Emergent Mind

Beyond Behaviorist Representational Harms: A Plan for Measurement and Mitigation

(2402.01705)
Published Jan 25, 2024 in cs.CY , cs.AI , cs.CL , and cs.LG

Abstract

Algorithmic harms are commonly categorized as either allocative or representational. This study specifically addresses the latter, focusing on an examination of current definitions of representational harms to discern what is included and what is not. This analysis motivates our expansion beyond behavioral definitions to encompass harms to cognitive and affective states. The paper outlines high-level requirements for measurement: identifying the necessary expertise to implement this approach and illustrating it through a case study. Our work highlights the unique vulnerabilities of LLMs to perpetrating representational harms, particularly when these harms go unmeasured and unmitigated. The work concludes by presenting proposed mitigations and delineating when to employ them. The overarching aim of this research is to establish a framework for broadening the definition of representational harms and to translate insights from fairness research into practical measurement and mitigation praxis.

Overview

  • The paper explores representational harms caused by algorithmic systems, emphasizing the need to understand and mitigate these often-intangible damages.

  • A call is made to broaden the definition of representational harms to include cognitive and affective impacts, beyond just observable behaviors.

  • Operational challenges in measuring these harms are discussed, requiring interdisciplinary expertise and culturally-sensitive approaches.

  • Proposes strategies to mitigate the specific problems caused by LLMs in spreading representational harms and the potential of seamful design and counter-narratives to enhance user awareness and diversity in representation.

Introduction

Algorithmic systems today stretch across critical sectors, affecting decision-making in areas as sensitive as employment, finance, and scientific research. Their benefits are, however, juxtaposed with potential harms, particularly in the realm of fairness. This paper presents a deep dive into the often-overlooked category of algorithmic harms known as representational harms, which differ from the more frequently discussed allocative harms. While allocative harms relate to material disparities, representational harms pertain to more intangible damages that impact social standings, cognitive states, and cultural cohesion. The authors argue for an amplified focus on these harms, especially due to the exponential growth and capabilities of LLMs.

Representational Harms: Definition and Extent

The prevailing literature primarily defines representational harms through observable behaviors, ignoring the internal cognitive and affective impact such harms may have. This focus on exterior manifestation limits the understanding of the potential damages of these harms. The authors of the paper conducted a review revealing most harm definitions are behaviorist and reliant on correlations that may not capture the true causative nature of representational harms.
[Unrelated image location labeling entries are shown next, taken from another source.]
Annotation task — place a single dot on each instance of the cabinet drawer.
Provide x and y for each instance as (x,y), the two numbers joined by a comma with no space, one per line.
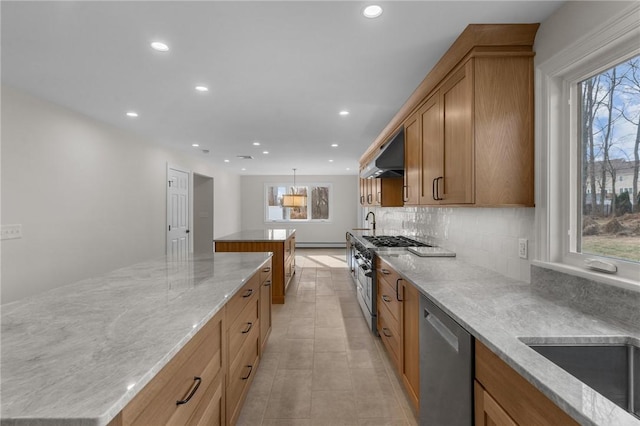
(241,373)
(390,336)
(387,297)
(240,330)
(200,358)
(248,293)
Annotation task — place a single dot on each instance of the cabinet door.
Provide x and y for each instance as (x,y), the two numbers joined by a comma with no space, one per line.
(432,150)
(457,185)
(412,160)
(411,342)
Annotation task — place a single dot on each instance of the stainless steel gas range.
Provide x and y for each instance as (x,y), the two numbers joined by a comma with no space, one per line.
(360,260)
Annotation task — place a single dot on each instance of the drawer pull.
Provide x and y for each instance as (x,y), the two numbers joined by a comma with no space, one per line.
(250,370)
(197,381)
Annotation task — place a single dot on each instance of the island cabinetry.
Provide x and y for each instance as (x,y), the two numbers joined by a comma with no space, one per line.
(265,304)
(243,335)
(189,390)
(503,397)
(283,249)
(398,320)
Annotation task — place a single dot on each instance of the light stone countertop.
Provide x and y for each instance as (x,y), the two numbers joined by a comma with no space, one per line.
(76,355)
(259,235)
(499,311)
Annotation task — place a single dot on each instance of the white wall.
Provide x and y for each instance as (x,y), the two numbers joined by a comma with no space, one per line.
(344,199)
(90,197)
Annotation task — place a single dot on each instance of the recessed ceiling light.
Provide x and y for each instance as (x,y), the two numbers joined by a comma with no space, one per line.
(372,11)
(159,46)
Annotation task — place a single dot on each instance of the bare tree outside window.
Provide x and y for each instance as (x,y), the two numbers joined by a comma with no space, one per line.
(610,133)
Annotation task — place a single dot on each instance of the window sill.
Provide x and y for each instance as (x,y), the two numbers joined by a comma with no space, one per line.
(601,277)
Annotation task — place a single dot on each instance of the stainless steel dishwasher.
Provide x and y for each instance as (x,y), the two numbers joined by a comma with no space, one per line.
(446,369)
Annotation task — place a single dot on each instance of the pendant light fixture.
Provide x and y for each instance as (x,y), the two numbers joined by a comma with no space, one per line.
(294,199)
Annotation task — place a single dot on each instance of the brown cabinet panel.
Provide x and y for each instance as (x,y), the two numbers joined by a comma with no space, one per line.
(523,403)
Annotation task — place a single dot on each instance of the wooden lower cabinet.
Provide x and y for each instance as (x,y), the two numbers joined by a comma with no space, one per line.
(398,321)
(207,381)
(503,397)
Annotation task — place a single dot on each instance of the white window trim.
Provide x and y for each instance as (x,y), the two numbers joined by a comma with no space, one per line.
(555,213)
(299,184)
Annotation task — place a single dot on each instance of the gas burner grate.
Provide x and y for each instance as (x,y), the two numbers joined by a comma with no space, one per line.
(394,241)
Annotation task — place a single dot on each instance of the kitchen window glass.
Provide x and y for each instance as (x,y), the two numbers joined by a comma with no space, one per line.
(608,201)
(318,208)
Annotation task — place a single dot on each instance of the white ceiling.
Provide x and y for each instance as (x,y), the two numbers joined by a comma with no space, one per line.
(278,72)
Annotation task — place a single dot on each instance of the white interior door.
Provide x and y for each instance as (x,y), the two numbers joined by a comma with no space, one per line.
(177,213)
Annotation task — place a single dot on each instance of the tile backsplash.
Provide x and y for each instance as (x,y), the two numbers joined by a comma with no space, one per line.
(487,237)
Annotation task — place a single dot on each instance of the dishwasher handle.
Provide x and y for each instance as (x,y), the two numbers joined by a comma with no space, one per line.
(444,332)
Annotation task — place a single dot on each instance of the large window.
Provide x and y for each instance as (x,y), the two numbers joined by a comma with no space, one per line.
(587,136)
(609,134)
(317,208)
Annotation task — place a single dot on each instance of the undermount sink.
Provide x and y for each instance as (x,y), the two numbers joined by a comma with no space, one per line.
(611,369)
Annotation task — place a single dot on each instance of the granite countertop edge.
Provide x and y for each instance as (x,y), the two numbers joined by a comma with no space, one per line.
(229,289)
(507,341)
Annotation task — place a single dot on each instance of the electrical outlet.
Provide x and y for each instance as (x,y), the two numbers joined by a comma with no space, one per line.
(11,232)
(522,248)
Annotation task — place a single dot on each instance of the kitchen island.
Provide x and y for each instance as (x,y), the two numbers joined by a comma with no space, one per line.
(81,353)
(281,242)
(505,315)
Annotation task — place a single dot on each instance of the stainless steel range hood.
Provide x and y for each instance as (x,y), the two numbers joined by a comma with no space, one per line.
(390,160)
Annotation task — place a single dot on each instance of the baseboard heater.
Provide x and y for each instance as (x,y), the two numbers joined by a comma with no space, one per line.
(317,244)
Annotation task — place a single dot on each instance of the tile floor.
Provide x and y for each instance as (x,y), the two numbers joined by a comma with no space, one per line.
(322,366)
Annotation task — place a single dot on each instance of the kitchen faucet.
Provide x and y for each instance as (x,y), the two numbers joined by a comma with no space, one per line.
(374,219)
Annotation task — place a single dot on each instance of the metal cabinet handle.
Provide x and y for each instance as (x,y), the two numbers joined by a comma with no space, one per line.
(397,292)
(197,381)
(247,376)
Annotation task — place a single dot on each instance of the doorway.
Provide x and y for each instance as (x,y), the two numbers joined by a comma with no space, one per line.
(203,214)
(177,213)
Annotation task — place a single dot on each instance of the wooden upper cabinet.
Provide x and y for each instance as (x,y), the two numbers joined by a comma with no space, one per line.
(469,124)
(412,164)
(455,186)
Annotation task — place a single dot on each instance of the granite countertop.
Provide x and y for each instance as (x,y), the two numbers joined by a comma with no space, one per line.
(503,313)
(76,355)
(260,235)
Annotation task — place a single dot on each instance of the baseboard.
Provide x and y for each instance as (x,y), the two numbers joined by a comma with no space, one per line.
(300,244)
By expanding the definition to include affective and cognitive changes, they underscore the broader, more nuanced implications of such harms when inflicted by LLMs, which are at particular risk due to their expansive reach in everyday applications.

Operationalizing Harm Detection

The paper moves from theory to practice, discussing the translation of expanded harm definitions into real-world measurement and mitigation. Implementing practical frameworks demands interdisciplinary expertise and community engagement, given the complexities of capturing representational harms at both individual and collective scales. The authors point out the inherent difficulties of measuring these harms, balancing the need for precision with the practical limitations of deploying surveys and passive measures that can accommodate diverse user demographics and varying cultural contexts.

Unique Challenges with LLMs

LLMs, due to their sophisticated, often seamless design, raise unique concerns regarding the propagation of representational harms. The authors highlight the anthropomorphic interactions and normative outputs of LLMs that may inadvertently entrench societal biases in their normative presentation of information. Coupled with the ubiquity of LLMs in a multitude of platforms and interfaces, these features can lead to a silent but pervasive spread of representational damages that evade user detection and critical scrutiny.

Mitigation Strategies

Finally, this work recommends mitigation strategies, emphasizing that current approaches are inadequate and highlight innovative possibilities like seamful design to instigate mindfulness in users, and counter-narratives to diversify and deepen representations. Emphasizing the importance of careful measurement and discernment in harm propagation, the paper also acknowledges that there may be morally defensible cases where some representational harms, while not ideal, might be a necessary component of transitioning to a more equitable status.

Conclusion

This examination of representational harms serves as a clarion call to researchers, developers, and policymakers to acknowledge and tackle the complex webs of harm that extend beyond the physical and financial into the arenas of cognition and emotion. The proposed framework for harm measurement and mitigation sets a foundation for future AI applications to contend with the multifaceted impacts of their technologies on society.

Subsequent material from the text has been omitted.